Czy wolisz polską wersję strony elektroda?
Nie, dziękuję Przekieruj mnie tamPAblo241 wrote:I do not know what the distance is, but you can demand that the pole be removed from your plot from the power industry.
WERWOLF81 wrote:If you love your children then don't buy, the harmfulness of the em box is beyond doubt.
WERWOLF81 wrote:Well, I don't know if my colleague looked at what research results were obtained in independent studies and those commissioned by various companies and concerns (and it is not about a great conspiracy theory but about facts, and if the field is harmless, considering a colleague as ignorant is not an exaggeration - they always teach on politbud that the most important thing is security, not scientists' disputes).
marcint2525 wrote:Do not worry. There is already a trend towards the cable construction of MV networks. Partly the MV cable runs in the ground ... partly along with the LV cables along the poles ... It is made on a special cable, probably of Czech production. So far, this method is used in newly built or modernized power grids. But in a few years ... all cables will be buried. This does not apply to MV , WN and LV transmission lines.

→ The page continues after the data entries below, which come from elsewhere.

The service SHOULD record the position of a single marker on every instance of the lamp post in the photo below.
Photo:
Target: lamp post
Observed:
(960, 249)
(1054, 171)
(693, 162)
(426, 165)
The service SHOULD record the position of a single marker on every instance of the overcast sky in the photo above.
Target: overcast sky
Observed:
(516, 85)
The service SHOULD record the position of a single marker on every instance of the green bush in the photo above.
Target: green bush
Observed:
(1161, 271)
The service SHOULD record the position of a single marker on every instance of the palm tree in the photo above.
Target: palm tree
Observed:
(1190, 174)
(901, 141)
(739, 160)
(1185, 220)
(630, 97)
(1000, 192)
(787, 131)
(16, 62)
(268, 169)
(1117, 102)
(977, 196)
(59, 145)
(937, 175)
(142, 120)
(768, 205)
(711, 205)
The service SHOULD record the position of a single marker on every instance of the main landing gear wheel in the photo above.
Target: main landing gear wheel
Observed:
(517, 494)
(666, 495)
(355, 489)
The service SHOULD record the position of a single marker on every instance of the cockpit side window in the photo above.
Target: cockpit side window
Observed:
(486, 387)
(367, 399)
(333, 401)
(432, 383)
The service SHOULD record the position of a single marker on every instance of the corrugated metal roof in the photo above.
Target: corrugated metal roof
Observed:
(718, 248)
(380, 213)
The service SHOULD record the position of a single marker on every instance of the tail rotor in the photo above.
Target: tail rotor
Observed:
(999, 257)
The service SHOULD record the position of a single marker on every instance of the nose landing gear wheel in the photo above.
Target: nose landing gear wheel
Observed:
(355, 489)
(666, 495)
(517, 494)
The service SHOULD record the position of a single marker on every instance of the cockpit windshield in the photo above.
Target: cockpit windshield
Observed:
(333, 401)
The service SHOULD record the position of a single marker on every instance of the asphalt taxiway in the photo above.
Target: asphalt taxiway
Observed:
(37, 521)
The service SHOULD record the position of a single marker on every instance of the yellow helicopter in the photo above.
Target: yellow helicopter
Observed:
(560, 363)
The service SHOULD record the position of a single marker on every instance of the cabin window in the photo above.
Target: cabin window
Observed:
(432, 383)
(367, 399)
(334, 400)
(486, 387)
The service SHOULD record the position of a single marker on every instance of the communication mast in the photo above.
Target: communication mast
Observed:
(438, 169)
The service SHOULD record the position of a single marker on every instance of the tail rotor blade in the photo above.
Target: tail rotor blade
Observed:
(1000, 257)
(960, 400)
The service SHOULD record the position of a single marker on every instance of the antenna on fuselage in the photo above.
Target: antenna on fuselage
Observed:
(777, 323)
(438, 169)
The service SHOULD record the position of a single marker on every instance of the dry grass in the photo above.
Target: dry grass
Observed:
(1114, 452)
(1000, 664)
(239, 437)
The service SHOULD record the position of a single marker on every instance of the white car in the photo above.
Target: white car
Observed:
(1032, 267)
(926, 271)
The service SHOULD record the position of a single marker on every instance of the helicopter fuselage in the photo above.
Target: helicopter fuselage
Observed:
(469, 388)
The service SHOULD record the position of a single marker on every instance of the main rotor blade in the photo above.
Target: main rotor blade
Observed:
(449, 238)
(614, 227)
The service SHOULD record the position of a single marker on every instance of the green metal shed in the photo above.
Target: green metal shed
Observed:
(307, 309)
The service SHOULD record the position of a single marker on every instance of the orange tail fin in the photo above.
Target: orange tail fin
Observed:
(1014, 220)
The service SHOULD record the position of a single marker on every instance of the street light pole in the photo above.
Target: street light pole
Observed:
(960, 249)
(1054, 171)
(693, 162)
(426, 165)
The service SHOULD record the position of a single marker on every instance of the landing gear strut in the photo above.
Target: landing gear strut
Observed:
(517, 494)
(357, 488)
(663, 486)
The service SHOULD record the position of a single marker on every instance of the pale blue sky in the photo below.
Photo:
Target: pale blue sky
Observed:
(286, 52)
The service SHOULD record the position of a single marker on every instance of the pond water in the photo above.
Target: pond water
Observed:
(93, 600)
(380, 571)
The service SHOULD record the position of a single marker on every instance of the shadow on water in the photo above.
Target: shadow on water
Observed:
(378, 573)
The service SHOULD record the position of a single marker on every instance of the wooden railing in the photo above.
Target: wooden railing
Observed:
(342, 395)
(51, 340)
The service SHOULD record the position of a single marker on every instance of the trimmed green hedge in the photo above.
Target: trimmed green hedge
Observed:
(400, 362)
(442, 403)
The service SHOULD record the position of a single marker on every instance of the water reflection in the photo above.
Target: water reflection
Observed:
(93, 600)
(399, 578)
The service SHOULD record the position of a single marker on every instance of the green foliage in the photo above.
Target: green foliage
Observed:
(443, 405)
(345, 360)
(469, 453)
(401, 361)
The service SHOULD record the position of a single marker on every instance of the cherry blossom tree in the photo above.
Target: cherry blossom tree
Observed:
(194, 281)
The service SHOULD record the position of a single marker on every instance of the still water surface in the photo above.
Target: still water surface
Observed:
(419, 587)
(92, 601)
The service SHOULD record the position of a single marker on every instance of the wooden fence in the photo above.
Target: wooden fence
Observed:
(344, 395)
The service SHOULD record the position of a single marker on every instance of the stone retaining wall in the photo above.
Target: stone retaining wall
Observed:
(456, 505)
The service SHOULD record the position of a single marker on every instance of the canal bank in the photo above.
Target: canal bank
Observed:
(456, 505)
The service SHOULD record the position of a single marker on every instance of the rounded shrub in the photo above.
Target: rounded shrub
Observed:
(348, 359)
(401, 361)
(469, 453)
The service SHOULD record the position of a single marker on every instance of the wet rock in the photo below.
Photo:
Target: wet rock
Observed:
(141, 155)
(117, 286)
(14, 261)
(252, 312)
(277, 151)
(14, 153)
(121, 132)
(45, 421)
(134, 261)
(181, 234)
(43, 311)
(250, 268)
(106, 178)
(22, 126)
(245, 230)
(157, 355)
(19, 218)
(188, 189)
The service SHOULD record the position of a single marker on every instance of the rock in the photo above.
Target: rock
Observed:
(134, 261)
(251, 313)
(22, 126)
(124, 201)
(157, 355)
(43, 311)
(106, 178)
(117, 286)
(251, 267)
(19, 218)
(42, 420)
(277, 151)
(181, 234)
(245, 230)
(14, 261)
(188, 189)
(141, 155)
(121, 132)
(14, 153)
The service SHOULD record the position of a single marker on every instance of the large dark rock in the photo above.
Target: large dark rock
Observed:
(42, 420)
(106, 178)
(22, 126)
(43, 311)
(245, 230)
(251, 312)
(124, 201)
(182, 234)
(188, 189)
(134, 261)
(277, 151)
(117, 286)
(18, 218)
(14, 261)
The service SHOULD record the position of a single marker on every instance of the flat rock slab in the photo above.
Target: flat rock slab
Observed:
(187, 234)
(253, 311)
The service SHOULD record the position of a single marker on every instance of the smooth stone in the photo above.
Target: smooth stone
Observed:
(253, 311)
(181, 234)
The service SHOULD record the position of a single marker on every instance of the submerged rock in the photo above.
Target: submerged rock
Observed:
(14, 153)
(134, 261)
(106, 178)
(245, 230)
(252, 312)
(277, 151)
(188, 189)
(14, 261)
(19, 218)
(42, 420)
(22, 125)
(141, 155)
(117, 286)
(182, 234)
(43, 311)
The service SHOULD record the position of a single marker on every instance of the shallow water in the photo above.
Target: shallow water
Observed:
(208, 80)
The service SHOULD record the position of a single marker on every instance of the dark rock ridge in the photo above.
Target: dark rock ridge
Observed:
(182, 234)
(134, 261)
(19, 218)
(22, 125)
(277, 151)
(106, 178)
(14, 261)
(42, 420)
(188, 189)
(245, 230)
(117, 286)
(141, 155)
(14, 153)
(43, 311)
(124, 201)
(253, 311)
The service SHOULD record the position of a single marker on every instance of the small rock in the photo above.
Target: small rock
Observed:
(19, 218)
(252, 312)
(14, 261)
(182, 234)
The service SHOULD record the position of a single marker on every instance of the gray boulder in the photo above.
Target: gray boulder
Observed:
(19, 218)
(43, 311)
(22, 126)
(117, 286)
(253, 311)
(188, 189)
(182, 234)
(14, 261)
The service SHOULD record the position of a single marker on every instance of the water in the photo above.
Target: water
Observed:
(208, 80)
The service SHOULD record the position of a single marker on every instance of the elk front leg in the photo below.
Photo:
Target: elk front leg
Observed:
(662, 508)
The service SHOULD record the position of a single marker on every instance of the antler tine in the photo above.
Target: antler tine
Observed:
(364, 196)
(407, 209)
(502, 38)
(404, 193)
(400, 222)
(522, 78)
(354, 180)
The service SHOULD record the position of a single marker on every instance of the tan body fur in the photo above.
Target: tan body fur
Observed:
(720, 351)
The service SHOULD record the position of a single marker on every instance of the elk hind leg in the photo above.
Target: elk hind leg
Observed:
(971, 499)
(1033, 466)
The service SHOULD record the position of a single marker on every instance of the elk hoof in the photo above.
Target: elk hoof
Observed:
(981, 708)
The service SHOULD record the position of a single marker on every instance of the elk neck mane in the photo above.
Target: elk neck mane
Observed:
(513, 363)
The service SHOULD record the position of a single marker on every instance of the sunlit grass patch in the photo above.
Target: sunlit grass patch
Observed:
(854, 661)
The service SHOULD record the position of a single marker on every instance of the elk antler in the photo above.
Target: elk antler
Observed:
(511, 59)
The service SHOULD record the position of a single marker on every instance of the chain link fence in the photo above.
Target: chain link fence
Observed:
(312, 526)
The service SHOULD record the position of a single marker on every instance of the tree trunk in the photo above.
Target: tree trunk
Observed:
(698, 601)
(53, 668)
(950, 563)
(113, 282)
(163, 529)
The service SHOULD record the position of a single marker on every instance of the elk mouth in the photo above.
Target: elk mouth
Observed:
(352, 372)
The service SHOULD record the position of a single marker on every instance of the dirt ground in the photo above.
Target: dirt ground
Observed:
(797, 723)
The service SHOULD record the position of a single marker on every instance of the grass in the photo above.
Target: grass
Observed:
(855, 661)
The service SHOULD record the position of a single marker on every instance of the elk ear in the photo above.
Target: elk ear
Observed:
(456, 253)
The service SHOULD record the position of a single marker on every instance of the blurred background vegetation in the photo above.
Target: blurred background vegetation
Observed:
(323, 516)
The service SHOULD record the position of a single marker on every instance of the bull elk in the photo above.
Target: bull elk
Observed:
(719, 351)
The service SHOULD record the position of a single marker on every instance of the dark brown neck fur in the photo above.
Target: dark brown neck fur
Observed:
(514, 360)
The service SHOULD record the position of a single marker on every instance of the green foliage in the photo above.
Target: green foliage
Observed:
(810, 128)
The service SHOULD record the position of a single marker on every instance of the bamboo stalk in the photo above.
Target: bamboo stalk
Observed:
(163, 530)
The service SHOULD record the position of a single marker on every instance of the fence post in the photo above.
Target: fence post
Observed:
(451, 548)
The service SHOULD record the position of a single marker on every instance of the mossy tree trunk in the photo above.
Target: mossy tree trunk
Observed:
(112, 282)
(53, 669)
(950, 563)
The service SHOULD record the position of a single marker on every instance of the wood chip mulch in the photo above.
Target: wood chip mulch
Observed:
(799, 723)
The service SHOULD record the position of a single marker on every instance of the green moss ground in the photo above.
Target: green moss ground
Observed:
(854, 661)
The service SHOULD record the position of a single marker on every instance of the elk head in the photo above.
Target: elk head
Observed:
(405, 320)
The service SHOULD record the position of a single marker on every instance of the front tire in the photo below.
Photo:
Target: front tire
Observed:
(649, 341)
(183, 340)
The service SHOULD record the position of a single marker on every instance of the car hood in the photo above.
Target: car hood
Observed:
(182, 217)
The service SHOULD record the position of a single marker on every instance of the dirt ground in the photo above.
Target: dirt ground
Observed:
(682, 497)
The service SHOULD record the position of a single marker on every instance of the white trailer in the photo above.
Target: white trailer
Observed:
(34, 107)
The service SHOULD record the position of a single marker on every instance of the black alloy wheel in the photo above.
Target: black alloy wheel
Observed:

Enpro wrote:marcint2525 wrote:Do not worry. There is already a trend towards the cable construction of MV networks. Partly the MV cable runs in the ground ... partly along with the LV cables along the poles ... It is made on a special cable, probably of Czech production. So far, this method is used in newly built or modernized power grids. But in a few years ... all cables will be buried. This does not apply to MV , WN and LV transmission lines.
Somewhere you read these fairy tales, MV cables were already a German digging into the ground before the war, although they were 3KV but they have been buried in the ground for over a dozen years as needed, and not a tendency. Most of the MV lines from the wired ones are mostly in the city and a few sections outside the city. As for the low, your few years, e.g. 5, multiply it once by 10 and they will not yet, show me a European country where all n / n lines are wired, let alone poor Poland
HeSz wrote:I will repeat what I wrote in the forum on the 110 kV network.
Why is everyone talking about the harmfulness of radiation, if a positive effect was also observed (or perhaps above all)?
Greetings.
TL;DR: Polish regulations set a 3 m side clearance for 20 kV overhead lines to dwellings, “minimum 3 m horizontal” [MI, 2002]. Keep this distance to secure a building permit and avoid costly (~70 000 PLN) pole relocation [Energa, 2021].
Why it matters: Buyers can prevent legal dead-ends and safety risks before signing the deed.
• Clearance for 1–45 kV lines: 3 m horizontal; 4 m vertical above roofs [MI, 2002]. • EMF limit in Polish living areas: 10 kV/m electric, 60 µT magnetic [ME, 2019]. • Average relocation cost per MV span: 70 000–150 000 PLN [Energa, 2021]. • Typical MV magnetic field at 10 m: ≤1.5 µT—<3 % of limit [WHO, 2007]. • Step-voltage during conductor break can reach 4 kV within 10 m [CIGRE, 2018].